This article is written by Gaurav Lall pursuing BBA LL.B. (Hons.) at United World School of Law.
In Haynes v Harwood  1 KB 146, case the Defendant left a horse-drawn van unattended in a crowded street. The horses bolted when a boy threw a stone at them. A police officer tried to stop the horses to save a woman and children who were in the path of the bolting horses. The police officer was injured.
Court of Appeal of England and Wales.
Greer, Maugham, and Roche LJJ.
Haynes v. Harwood,  1 KB 146
Brief Facts and Procedural History
The plaintiff was a police constable on duty inside a police station, located in a busy street, often attended by many people, including children. The defendants owned a two-horse van which was left unattended by its driver in the same street. The driver had put a chain on one of the wheels of the van that was subsequently broken. For some reason, supposedly because a stone was thrown at the horses, they bolted along the busy street alongside with the van. The police constable saw them from the police station, got out and managed to stop them but sustained injuries, in respect of which he claimed damages. The plaintiff claimed damages in this respect through the King’s Bench in 1935. The bench ruled in favour of the plaintiff as opposed to the defendant. The defendant (Harwood) filed for an appeal in the Court of Appeal, which was later dismissed.
Issues before the Court
When someone knowingly puts himself or herself in danger to protect others, is the negligent party liable for damages suffered in the protection effort
Whether the principle of volenti non fit injuria will be applied?
Ratio of the Case
The doctrine of the assumption of risk does not apply where the plaintiff has, under exigency caused by the defendant’s wrongful misconduct, consciously and deliberately faced a risk, even of death, to rescue another from imminent danger of personal injury or death, whether or not the person endangered has owed a duty of care by the plaintiff. The plaintiff, a policeman saw a horse running loose in the street among children.
Decision of the Court
The Court of Appeal held the defendant liable for Haynes’ loss. On the novus actus interveniens argument, they held there had not been a break in the chain of causation between the defendant’s act and claimant’s loss.
Rule/ Case Law
“Negligence, in order to give a cause of action, must be the neglect of some duty owed to the person who makes a claim. In the case, if the duty was owed to, among others, if the plaintiff is affected by the want of care of the Negligence of the defendants that is the Negligence of which the plaintiff can avail himself as a cause of action.” -Greer, LJ
Novus Actus Interventions is a Latin term for a new intervening act which breaks the chain or the connection between the wrong. In Lynch v Nurdin, undoubtedly, there was a Novus actus interventions namely, them is the conduct of the boy who started the horse; but it was held that none the less the accident, and the damage, could be served as a result of the defendant’s wrongful act because it was to be predicted that children were bound to be mischievous and that anyone who invites or gives an opportunity to the mischievous children to do a dangerous thing cannot escape liability on the ground that he did not do the wrong but that the mischievous children did it.

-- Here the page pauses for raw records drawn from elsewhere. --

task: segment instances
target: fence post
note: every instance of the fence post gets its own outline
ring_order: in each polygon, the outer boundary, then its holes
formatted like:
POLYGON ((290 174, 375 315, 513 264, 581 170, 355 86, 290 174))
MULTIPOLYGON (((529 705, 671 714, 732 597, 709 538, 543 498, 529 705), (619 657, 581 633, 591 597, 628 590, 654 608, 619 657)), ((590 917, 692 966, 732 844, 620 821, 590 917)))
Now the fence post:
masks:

Volenti non-fit Injuria is a common law doctrine which states that if someone willingly places themselves in a position knowing degree of harm, will be not able to bring a claim against the other party in tort.
“Negligence is the failure to use reasonable care or doing something which a reasonably prudent person would not do.”

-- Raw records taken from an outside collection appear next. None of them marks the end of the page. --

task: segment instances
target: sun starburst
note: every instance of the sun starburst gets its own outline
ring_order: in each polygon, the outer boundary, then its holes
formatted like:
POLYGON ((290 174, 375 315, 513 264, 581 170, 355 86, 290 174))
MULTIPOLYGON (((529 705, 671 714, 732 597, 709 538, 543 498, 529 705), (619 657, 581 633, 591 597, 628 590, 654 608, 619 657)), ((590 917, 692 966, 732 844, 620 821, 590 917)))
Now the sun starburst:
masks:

The defendants are guilty of negligence under the virtue of leaving the horses unattended in a busy street. The defendant in the first place owed a duty of care to his neighbour’s, which he breached as and when the horse carriage was left unattended and untied. The resultant damage was caused to the plaintiff when he got injured while trying to save the woman and the children so endangered. Also, the defendant could anticipate the damage that could have incurred if some mischievous act would have been done on the horse. Hence, the Court held that there was negligence on the part of the defendant. Presenting his side as against the plaintiff’s defense, the defendant argued that volenti non-fit Injuria could be applied to justify his stand because the police constable willingly involved himself in an act which would inevitably have caused some injuries. The Court, in turn, held that there was evident Negligence on the part of the defendant, for the plaintiff owed a general duty to the public and hence the principle of volenti non-fit Injuria would not apply. The Court determined whether the plaintiff had acted reasonably with the context of Brandon v. Osborne, Garrett & Co. Ltd. It should be noted that Greer L.J. went further than Finlay J. His decision seems to suggest that a policeman or anyone, and still more a policeman, has a general duty to the public to preserve life and property.